'I don't talk money. You'll have to settle it with my business manager.'
'You can have her for two bucks,' Herb said. 'That includes my cut.'
Bill grinned wickedly, and I watched in amazement as the sixty-eight-year-old rolled his hips. They made a cracking sound.
'Unfortunately,' I cut in before he pounced, 'the taxpayers require my time first.'
'You're a tease, Jack, getting an old man all hot and bothered and then turning him away.'
He pinched my cheek and walked out.
I turned to Herb. 'Thanks for informing Bill of my recent availability.'
'Payback for siccing the Feds on me. You want the last burger?'
I shook my head and popped the tape in the VCR. As expected, the quality was poor. It was black and white, grainy from having been reused several hundred times, and speeded up so one six-hour tape could accommodate an entire day.
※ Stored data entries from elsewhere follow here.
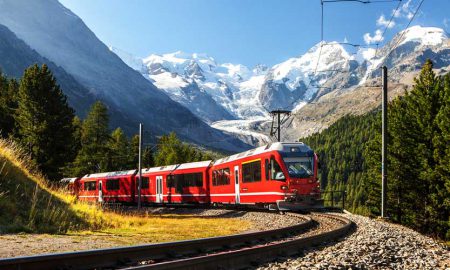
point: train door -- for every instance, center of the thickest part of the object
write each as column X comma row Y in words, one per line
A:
column 100, row 191
column 236, row 184
column 159, row 194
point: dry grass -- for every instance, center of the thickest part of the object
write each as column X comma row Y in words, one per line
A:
column 29, row 204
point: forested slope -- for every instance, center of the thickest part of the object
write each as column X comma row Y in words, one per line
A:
column 418, row 157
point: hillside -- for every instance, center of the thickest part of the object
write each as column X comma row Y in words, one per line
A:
column 28, row 205
column 347, row 81
column 418, row 187
column 63, row 38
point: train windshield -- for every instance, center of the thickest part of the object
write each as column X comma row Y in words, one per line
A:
column 299, row 167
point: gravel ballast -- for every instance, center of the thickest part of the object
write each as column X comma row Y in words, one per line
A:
column 375, row 244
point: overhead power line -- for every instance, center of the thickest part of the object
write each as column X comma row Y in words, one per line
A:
column 361, row 1
column 387, row 26
column 404, row 30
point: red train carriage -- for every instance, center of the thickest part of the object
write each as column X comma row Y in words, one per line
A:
column 181, row 183
column 70, row 185
column 108, row 187
column 280, row 173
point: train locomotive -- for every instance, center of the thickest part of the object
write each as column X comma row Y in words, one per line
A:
column 278, row 176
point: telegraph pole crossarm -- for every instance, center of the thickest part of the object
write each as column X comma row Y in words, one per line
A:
column 277, row 129
column 384, row 104
column 140, row 166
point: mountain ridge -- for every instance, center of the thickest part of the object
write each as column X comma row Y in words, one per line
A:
column 60, row 36
column 294, row 83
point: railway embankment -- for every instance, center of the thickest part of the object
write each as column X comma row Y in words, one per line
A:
column 375, row 244
column 14, row 245
column 35, row 218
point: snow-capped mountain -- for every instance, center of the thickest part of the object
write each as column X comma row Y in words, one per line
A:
column 234, row 97
column 212, row 91
column 61, row 37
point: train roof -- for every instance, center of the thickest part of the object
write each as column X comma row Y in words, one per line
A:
column 182, row 166
column 286, row 148
column 109, row 174
column 68, row 180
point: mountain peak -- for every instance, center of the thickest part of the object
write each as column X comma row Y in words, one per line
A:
column 429, row 36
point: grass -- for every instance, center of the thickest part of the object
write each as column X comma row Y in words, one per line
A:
column 29, row 204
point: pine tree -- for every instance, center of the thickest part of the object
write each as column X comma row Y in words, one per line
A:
column 44, row 120
column 147, row 154
column 94, row 155
column 8, row 104
column 441, row 141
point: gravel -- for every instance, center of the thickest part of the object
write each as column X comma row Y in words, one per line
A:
column 375, row 244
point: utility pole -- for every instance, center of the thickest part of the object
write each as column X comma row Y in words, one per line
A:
column 280, row 121
column 384, row 104
column 141, row 127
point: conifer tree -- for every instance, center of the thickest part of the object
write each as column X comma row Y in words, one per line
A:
column 147, row 154
column 441, row 141
column 8, row 104
column 44, row 120
column 94, row 155
column 120, row 150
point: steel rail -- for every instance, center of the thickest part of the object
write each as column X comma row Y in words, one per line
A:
column 253, row 256
column 126, row 256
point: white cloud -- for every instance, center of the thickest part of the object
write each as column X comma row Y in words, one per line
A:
column 405, row 11
column 377, row 37
column 383, row 22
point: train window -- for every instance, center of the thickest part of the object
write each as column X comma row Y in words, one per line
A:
column 145, row 184
column 112, row 184
column 170, row 181
column 251, row 172
column 179, row 181
column 221, row 177
column 91, row 185
column 276, row 172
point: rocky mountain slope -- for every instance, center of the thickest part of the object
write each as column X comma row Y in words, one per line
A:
column 319, row 90
column 58, row 35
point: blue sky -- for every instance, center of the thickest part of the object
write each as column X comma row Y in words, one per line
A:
column 249, row 32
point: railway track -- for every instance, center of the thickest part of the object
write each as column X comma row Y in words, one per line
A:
column 226, row 252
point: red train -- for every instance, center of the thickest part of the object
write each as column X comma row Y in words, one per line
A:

There was a time code in the lower left-hand corner, in military time, and I rewound to 1800 hours and let it play.
Lo and behold, at 18:42 a young man entered the store, made a beeline for the magazine rack, and then fell over and started shaking like a leaf. The two other patrons who were in the store, along with the clerk, went over to take a closer look.
The seizure lasted almost two minutes, or about twenty seconds on the speeded-up copy we had, and then the kid got up and left the store, keeping his head down, avoiding the overhead camera with obvious experience.
'If that was a real seizure, I'm trying out for the ballet,' Benedict said.
I pushed the image of Herb in tights out of my mind and rewound the tape, letting it run in slow motion so it was closer to real time. As evidence, the tape was practically inadmissible. The picture quality was that bad. I took it out and plunked in the tape from the 7-Eleven earlier today, hoping for a better quality.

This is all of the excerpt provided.